GEustace@massey.ac.nz (Glen Eustace) (03/05/90)

We are experiencing a problem with our PCs and their communication with
the rpc.pcnfsd process on our server.

We have turned on the debugging to try and get some idea what is
happenning.  It would appear that we get a kind of meltdown situation.

PC A is trying to do its NET NAME command.
- It gets no reply to the RPC, probably a timeout I think.
- It tries again.  Upto about 4 times at the moment and finally gives up.

PC B is trying to do a NET USE LPT1: etc
- same story only PRI_INIT rather than AUTH_PROC is repeated.

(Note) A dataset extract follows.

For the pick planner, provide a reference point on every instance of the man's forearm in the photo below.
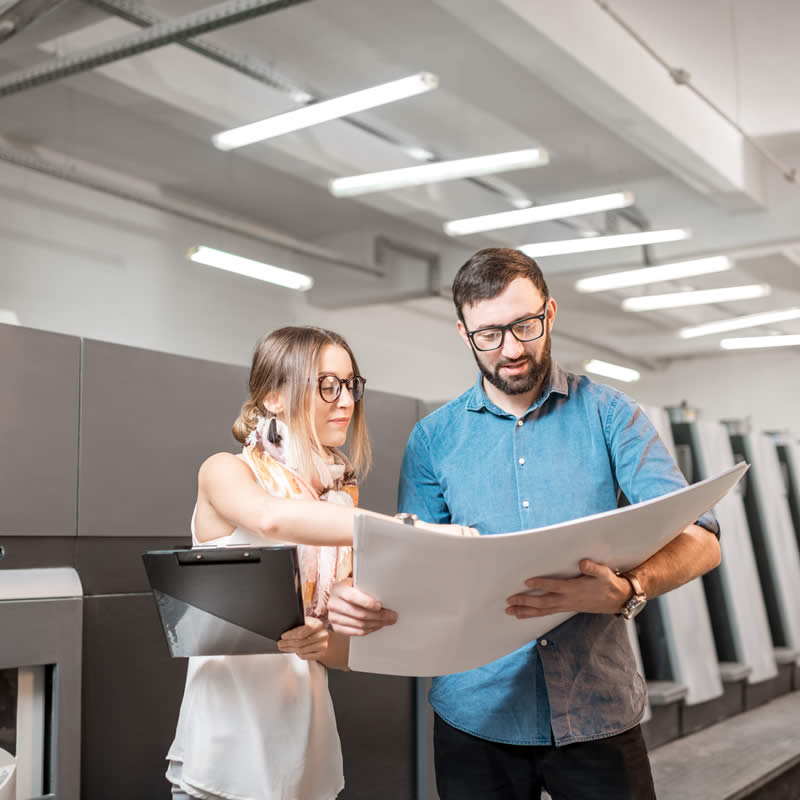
(692, 553)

PC C is trying to do a print.
- same story only multiple PRI_STARTs.

It would appear that with the current load on our server and network, the
rpc packets are being executed but the successful reply is being lost by
the PCs so they try again.  As more and more PCs hit this situation
things just get progressively worse.

Is there some way of increasing the rpc timeout used by the NET Command.
I have tried the /t switch on PCNFS.SYS but it does not seem to have any
effect.  We are currently trying to improve the performance of rpc.pcnfsd
by removing the getpwnam( nobody ) and 'nice'ing the process.  But we are
not having a lot of success.

Any help would be appreciated.

-- 
-----------------------------------------------------------------------
  Glen Eustace, Software Manager, Computer Centre, Massey University,
   Palmerston North, New Zealand. Phone: +64 63 69099 x7440 GMT+12
             E-Mail via Internet: G.Eustace@massey.ac.nz
<<<<<<<<<<<<<<<<<<<<<<<<<<<<<<<<<<<>>>>>>>>>>>>>>>>>>>>>>>>>>>>>>>>>>>>

geoff@hinode.East.Sun.COM (Geoff Arnold @ Sun BOS - R.H. coast near the top) (03/06/90)

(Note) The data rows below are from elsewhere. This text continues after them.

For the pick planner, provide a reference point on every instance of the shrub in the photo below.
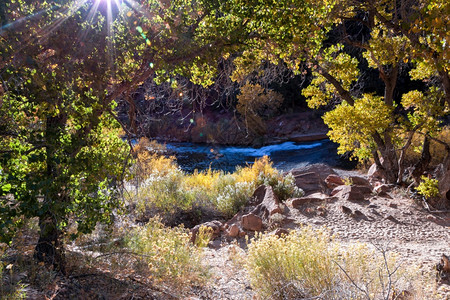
(428, 187)
(308, 263)
(233, 197)
(9, 290)
(169, 189)
(167, 253)
(290, 267)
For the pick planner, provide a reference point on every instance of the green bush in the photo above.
(428, 187)
(170, 189)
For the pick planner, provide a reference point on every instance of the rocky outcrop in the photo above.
(349, 192)
(252, 222)
(267, 202)
(333, 181)
(311, 178)
(313, 198)
(216, 227)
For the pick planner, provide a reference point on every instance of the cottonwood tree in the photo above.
(61, 156)
(391, 37)
(62, 66)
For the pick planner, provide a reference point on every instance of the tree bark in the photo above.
(49, 248)
(421, 166)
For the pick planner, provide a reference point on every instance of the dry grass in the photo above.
(164, 187)
(308, 263)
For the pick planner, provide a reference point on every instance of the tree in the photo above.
(62, 66)
(387, 36)
(61, 156)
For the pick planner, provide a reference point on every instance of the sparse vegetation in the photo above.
(168, 189)
(166, 254)
(428, 187)
(309, 263)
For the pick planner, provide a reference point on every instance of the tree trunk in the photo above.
(421, 166)
(49, 248)
(389, 163)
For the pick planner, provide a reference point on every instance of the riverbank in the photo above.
(224, 128)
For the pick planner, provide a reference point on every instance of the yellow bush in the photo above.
(149, 161)
(437, 150)
(308, 263)
(168, 188)
(428, 187)
(261, 168)
(291, 266)
(168, 253)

Quoth GEustace@massey.ac.nz (Glen Eustace) (in <599@massey.ac.nz>):
#We are experiencing a problem with our PCs and their communication with
#the rpc.pcnfsd process on our server.
#[and then provides details]
#It would appear that with the current load on our server and network, the
#rpc packets are being executed but the successful reply is being lost by
#the PCs so they try again.  As more and more PCs hit this situation
#things just get progressively worse.

I'd be curious to see what kind of collision rate you're experiencing
on the network, and also what kind of boards you have in the PCs. As an
experiment, I reniced rpc.pcnfsd to 20 on my workstation, then fired up
everything I could think of - repaginating a 50 page Frame document,
confirming changes to my 500KB mail folder :-), etc. Even so, my PC
was able to get a "net name" executed in around 3 seconds.

Try "netstat -i" on both the server and the PC. 

PS I can't believe that slowing the RPC retransmission backoff would
help.

PPS You might also try comparing the performance against the value you
get after running "NET PCNFSD some-pc"; i.e. talking to a system not running a
portmapper or a PCNFSD daemon. After all, if you actually get through to
the rpc.pcnfsd it means you've successfully communicated with the
portmapper. If it was a networkproblem you'd expect to see the portmapper
requests failing too.

Puzzled,

Geoff

Geoff Arnold, PC-NFS architect, Sun Microsystems. (geoff@East.Sun.COM)
-------------------
The Bible is not my Book and Christianity is not my religion. I could never give
assent to the long complicated statements of Christian dogma." (Abraham Lincoln)